As far as I know Elo rating represents the mean of a bell curve so there is a chance that better player’s performance would hit very low end of the bell curve in an instance and the underdog performs well on the other side of his bell curve which then upset happens if I’m understanding the logic correctly.

bansa · April 29, 2021, 7:06pm

I don’t know what you guys think but my guess is Codex is somewhere between chess and MTG more close to chess, so Elo should be a good metric to implement on Codex?

charnel_mouse · April 29, 2021, 7:11pm

Roughly speaking, yes. You have some mean difference in skill, and that’s affected by some random variance. Whoever’s skill ends up larger after that wins. Elo considered this to be a variation in the player’s skill, rather than a luck element in the game, but mathematically they’re equivalent. The difference is that, if there’s luck in the game, the variance is larger relative to the mean skill values, since that’s in addition to the player’s own skill variation. You account for that by using a smaller K.

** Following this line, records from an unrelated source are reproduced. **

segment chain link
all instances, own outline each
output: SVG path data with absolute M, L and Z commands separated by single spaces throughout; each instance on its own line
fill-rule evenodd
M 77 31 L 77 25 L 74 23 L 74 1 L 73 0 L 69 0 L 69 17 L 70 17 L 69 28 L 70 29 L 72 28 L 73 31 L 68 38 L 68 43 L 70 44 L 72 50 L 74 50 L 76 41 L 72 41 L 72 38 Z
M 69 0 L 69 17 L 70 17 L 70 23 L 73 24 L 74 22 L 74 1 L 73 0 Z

bansa · April 29, 2021, 7:15pm

That is a good idea except it would be more work, so I was thinking we start with the basic and maybe we can play with the tweaks and pick that up in the future updates.

bansa · April 29, 2021, 7:19pm

Yes, RACE 3 will be included. Anything CAFS16 and after which we have a good record of. Not MMMs though, I think it should be an open tournament format at the very least.

charnel_mouse · April 29, 2021, 7:20pm

Something else here is that, since players usually pick their own deck, you’re usually looking at both skill at playing and skill at choosing a deck, with random-deck tournaments getting rid of the latter in favour of higher luck factor, asking for a lower K. That’s something to worry about later, though.

bansa · April 29, 2021, 7:26pm

I generally agree and I think tuning down all XCAS series might be a good approach as EricF suggested. But at the same time, looking back past XCAS tourneys I think the results were fairly good representation of player skills just as much as the regular tourneys. Also, as we know Codex is designed for fairness amongst decks whether or not it is true or even close to that. I think the intent was that any random deck should have a chance in winning against roughly equally skilled opponent.